Comme décrit à la section 3, de nouvelles structures viennent compléter ces organes: le trio de présidences, le conseil des responsables des groupes d’action, le conseil de la jeunesse, la structure d’appui technique et le secrétariat de la stratégie.
Mise en œuvre de la stratégie
La mise en œuvre des activités de la stratégie est guidée par le plan d’action, qui s’articule autour de trois niveaux stratégiques: les piliers et objectifs thématiques, les actions et les projets. Le plan d’action sert de cadre de référence à l’assemblée générale, au conseil exécutif et aux groupes d’action, les aidant à élaborer leurs programmes de travail sur la base des missions approuvées par l’assemblée générale.
Les programmes de travail, établis pour trois années, sont élaborés dans le but de traduire en résultats concrets les objectifs énoncés dans le plan d’action et les missions approuvées par l’assemblée générale. Ils assurent la cohérence des politiques entre le plan d’action et les projets et initiatives mis en œuvre par les groupes d’action. Les programmes de travail sont ciblés et réalistes et reflètent les ambitions de la stratégie, en intégrant les orientations de l’assemblée générale et du conseil exécutif. Ils seront complétés par le nouvel outil des missions décrit plus haut dans la présente communication.
6.CONCLUSION
Chaque stratégie macrorégionale reflète les contextes géographiques, économiques et politiques propres à sa région respective et s’adapte aux atouts et aux défis particuliers que présente chaque macrorégion.

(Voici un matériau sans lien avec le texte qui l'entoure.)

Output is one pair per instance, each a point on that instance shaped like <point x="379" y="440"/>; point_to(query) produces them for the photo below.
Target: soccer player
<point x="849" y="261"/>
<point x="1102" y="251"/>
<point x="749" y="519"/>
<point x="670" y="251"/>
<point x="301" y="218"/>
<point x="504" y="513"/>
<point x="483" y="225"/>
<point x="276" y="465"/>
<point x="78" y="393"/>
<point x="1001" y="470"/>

En tant qu’initiatives intergouvernementales, elles ne sont soumises à aucune règle ex ante concernant les structures de mise en œuvre ou l’organisation des projets. Au lieu de cela, chaque stratégie évolue et s’adapte de manière organique à ses propres circonstances.
Depuis 2015, la stratégie alpine a mis en place un modèle de gouvernance sophistiqué, largement représentatif des différents secteurs de la société. La mise à jour complète de son système de gouvernance dans le plan d’action révisé reflète les rôles et les responsabilités des nouveaux organes et structures, tels que le trio de présidences, le conseil des responsables des groupes d’action, le Conseil de la jeunesse, la structure d’appui technique et le secrétariat. Ces nouveaux organes, qui ont vu le jour au cours de la dernière décennie, ont considérablement amélioré le fonctionnement de la stratégie.
Les auteurs de la stratégie alpine ont choisi de ne pas apporter de modifications significatives à ses priorités et objectifs. Au lieu de cela, ils ont opté pour la continuité, reflétant ainsi le large consensus des partenaires stratégiques selon lequel les priorités et les objectifs retenus il y a dix ans restent valables et pertinents pour la région alpine. Cependant, la stratégie a introduit une nouvelle approche fondée sur les missions, dans l’intention claire de renforcer les synergies, d’accroître l’appropriation et la responsabilité politiques et d’améliorer sa visibilité globale.
Dans l’ensemble, grâce à ces nouveaux éléments, la stratégie peut renforcer et développer davantage l’attractivité, la résilience et la compétitivité de la région alpine et améliorer la qualité de vie de ses habitants. La Commission estime que le plan d’action révisé offre un cadre tourné vers l’avenir pour promouvoir la croissance durable, la compétitivité, la protection de l’environnement et le renforcement de la coopération dans la région. Le plan d’action révisé permettra à la région alpine de relever efficacement les défis et de saisir les occasions qui se présentent à elle, afin qu’elle puisse continuer à servir de modèle en matière de coopération en Europe.